Priority of payment and junior lien, however, are clear concepts in the law. “First lien” is defined by Black’s Law Dictionary as “[o]ne which takes priority or precedence over all other charges or encumbrances upon the same piece of property, and which must be satisfied before such other charges are entitled to participate in the proceeds of its sale.” Black’s Law Dictionary 635 (6th ed. 1990). “Junior lien” is defined as a “lien which is subordinate to [a] prior lien.” Black’s Law Dictionary 851 (6th ed. 1990).

The bonds were clearly designated so that the bondholders could see that the coupon bonds were “first lien” and the registered bonds were “junior lien.” Not only was it clearly designated in the caption of the bonds printed on both the bond certificate and on the cover of the bond, it was also clearly printed in the text of the junior lien registered bonds that “[tjhis Bond is subject to the prior lien of the coupon Bonds issued pursuant to Ordinance No.__”

Additionally, the official statement summary also clearly tells prospective purchasers that the junior lien registered bonds are subordinate to the first lien bonds. Additionally, on page 9 of the official statement summary, the City detailed some of the risk factors associated with this offering. They include: (1) The bonds do not constitute indebtedness to the City of Chanute, Kansas; (2) the tenant and its parent are new businesses and the ability to honor the lease agreement will depend on the success of the tenant; (3) the business of the tenant is extremely competitive and any shortage in supply, labor difficulties, etc. can adversely affect its business; and (4) the tenant is a new corporation, has not conducted any business yet, and has no business record on which bondholders could rely. Clearly, the concept of default must have been considered in light of the risks detailed by the City to prospective purchasers.

Provisions for repayment under default if insufficient funds existed for repayment of all bonds are found in the statement that the facility is subject to the prior lien of the coupon bonds. The meaning of prior lien is clear. It must be paid off before the sale proceeds are free to be distributed to liens that are not first liens. Provisions giving equal voting rights to the registered bondholders do not contradict such a provision, do not make it ambiguous, and do not make it void.

The registered bondholders took those bonds knowing they were junior in lien to the coupon bondholders.

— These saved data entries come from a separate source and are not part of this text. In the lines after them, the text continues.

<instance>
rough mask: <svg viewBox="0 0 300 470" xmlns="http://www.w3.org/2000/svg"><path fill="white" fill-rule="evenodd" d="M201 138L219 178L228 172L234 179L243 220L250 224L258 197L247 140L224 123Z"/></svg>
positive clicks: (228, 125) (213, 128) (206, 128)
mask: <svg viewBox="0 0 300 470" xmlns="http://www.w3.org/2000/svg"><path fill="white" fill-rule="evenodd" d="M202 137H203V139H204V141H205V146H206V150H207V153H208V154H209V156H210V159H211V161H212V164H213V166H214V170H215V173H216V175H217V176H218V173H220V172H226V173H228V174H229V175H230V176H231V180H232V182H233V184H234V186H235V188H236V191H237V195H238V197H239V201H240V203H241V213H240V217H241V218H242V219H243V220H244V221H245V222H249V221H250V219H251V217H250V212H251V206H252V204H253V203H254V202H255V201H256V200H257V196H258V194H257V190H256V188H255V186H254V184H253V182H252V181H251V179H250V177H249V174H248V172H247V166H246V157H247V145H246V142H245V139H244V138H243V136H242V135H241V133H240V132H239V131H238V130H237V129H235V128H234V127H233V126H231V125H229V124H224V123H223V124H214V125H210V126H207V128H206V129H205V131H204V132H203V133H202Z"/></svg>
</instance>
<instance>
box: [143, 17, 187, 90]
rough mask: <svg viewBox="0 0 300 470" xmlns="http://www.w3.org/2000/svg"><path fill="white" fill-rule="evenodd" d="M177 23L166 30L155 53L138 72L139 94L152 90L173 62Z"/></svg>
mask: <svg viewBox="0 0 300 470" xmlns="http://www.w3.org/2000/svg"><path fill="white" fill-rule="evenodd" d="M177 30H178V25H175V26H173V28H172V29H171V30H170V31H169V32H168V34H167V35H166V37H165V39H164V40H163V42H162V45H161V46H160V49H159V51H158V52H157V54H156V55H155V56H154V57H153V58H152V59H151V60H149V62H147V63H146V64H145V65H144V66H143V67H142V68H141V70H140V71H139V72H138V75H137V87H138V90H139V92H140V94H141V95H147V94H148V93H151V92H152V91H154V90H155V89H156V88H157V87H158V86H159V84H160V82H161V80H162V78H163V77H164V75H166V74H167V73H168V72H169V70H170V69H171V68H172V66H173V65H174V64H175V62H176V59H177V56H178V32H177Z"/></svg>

Knowing they were junior, they took the risk that in the event of default, there might not be sufficient funds to pay off both the coupon bonds and the registered bondholders. In that event, they knew or should have known that they would be paid only after all coupon bondholders were paid in full. Apparently, to make that risk worthwhile, their interest rate was higher than that issued for the coupon bondholders. This is not an ambiguous contract. It does not provide room for the court to interpret it. We must simply apply the terms of the contract to the trust created by the court for distribution of the existing funds to pay off some of the principal on the outstanding bonds.

As to whether among the coupon bonds the holders should be paid in full according to earliest maturing date, or redeemed in inverse order, or pro rata, that issue is not before the court and we do not address it at this time.

This matter is reversed and remanded to the trial court for proceedings consistent with this opinion.